If it is not possible to incorporate real workloads, synthetic workload generators can be used. It is important to generate a workload pattern that is representative of the real workload and preserves the characteristics of real workloads such as I/O types – read or writes, I/O size and different types of dependencies. Ensure that data is processed, or at least accessed multiple times mimicking real application behaviour.
The most common dependencies are data dependency and inter-process dependency. These are not limited to a specific application and can exits in both complex multi tiered systems or single application landscapes. Data dependency occurs if the output of a previous data request is the input of the current data request. Interprocess dependencies are usually derived from data dependencies and are expressed in which order operations should be performed. And it’s primarily the lack of dependency simulation that distinguishes synthetic workload testing from realistic application workload testing. Real applications can generate spikey workloads, but in general they do not burst I/O 24/7, there are processes that require time to complete their work.
Another popular way to simulate application performance is to use trace replays. A trace replay is recorded real-world workload which can be “replayed” in the virtual infrastructure by a replayer application. A popular trace tool for vSphere environments is vSCSIstats. vSCSIstats is a command line tool available at the ESXi command line. VMware I/O analyzer can be used to replay vSCSIstats trace files and is available at VMware.com. However caution needs to be taken as vSCSIstats is a heavy duty operation and the inter-process and inter-traffic dependencies won’t necessary be captured as vSCSIStats trace collection work on individual disks.

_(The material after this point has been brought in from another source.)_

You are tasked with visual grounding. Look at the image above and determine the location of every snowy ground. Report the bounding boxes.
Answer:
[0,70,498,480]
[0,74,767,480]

Don't use the pre-build workload patterns
It can be time-consuming and difficult setting up an environment that closely resembles the production environment or gathering accurate workload traces from production runs can be difficult. Synthetic workload generators such as IOrate, FIO and Iometer provide an easy and quick way to determine the measure the performance of a storage solution.
The typical workload generator issues I/O, but do not process the requested data in any shape or form. Fundamentally the pre-build workload patterns only saturate the queues and connections to determine the maximum of IOPS, latency and throughput. Without really measuring what is important to the end user – time to complete their work (transactions, web request etc.,) This "bandwidth" test is not providing you viable results.
Take your time to investigate how your applications are behaving, determine which block sizes the application operates with and what I/O type ratio the application is using.To properly test your storage acceleration platform, you need to change your default test patterns so that the application reads the same data multiple times. This approaches a real life scenario more due to existence of data dependencies or read after write (RAW) processes. In addition, size the dataset correctly in order to have it served from disk instead of the cache of the storage controller. If you want to simulate real life performance, you cannot expect to have all your data of all your applications present in the storage array controller cache.